Fall 2007: Bantams: Champions, Midgets: Champions, Juveniles: Silver medalists
Fall 2008: Bantams: Champions, Midgets: Champions, Juveniles: Champions
Fall 2009: Bantam: Champions, Midgets: Champions, Juveniles: Silver medalists. 
Fall 2010: Bantams: Champions, Midgets: Champions, Juveniles: Champions
Fall 2011: Bantams: Champions, Midgets: Silver medalists, Juveniles: Champions
Fall 2012: Bantams: Bantams: Champions, Midgets: Champions, Juveniles: Champions
Fall 2013: Bantams: Champions, Midgets: Silver medalist. Juveniles: Champions
Fall 2014: Bantams: Champions, Midgets: Champions, Juveniles: Champions Fall 2015: N/A
Fall 2016: Bantams: Champions Midgets: Champions, Juveniles: DNQ

The following stat reports the vaunted extant numbers from ’81-’05 league play (with a few exhibition and playoff results thrown in): 27 teams for which stats are available, and 49 others where final league results are nonexistent, but, for what it’s worth, Loyola racked up roughly 773 wins in summation of the available numbers, and endured only about 69 losses. Impressive in any sport at any level, to win more than 90% of the time!
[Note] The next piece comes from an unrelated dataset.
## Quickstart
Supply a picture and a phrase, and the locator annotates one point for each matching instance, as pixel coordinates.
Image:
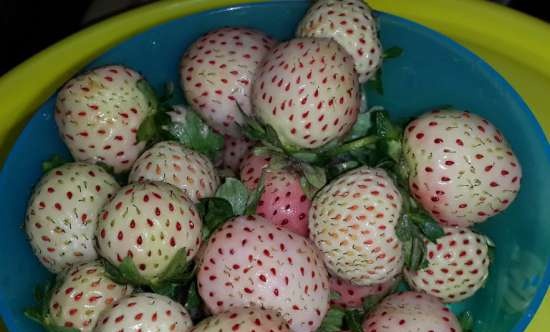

In total, from the fall of ’88 to that of ’16, inclusive (29 seasons X 3 teams = 87 golds possible), Loyola Volleyball claimed gold in at least 62 of them, failed to qualify for the finals twice, qualified for the bantam finals with an unknown result in the fall of ’89, may have won up to seven more medals in the seasons with no info available to me, and amassed at least 15 silvers along the way.

Thus does this article end, happily for some reasons, sadly for others. One thing is certain, however. No matter how bad the coaching might get, the plenitude of excellent juvies will ever inspire and serve as models for the midgets, and there will always be midget teams that will lead the bantams as exemplars (and not the reverse, which will only ever happen the one time (in the fall of 2004), I am sure), which involves an accumulated edge of winning habits that has accrued over the decades and that can wane but never disappear, and indeed may grow yet stronger.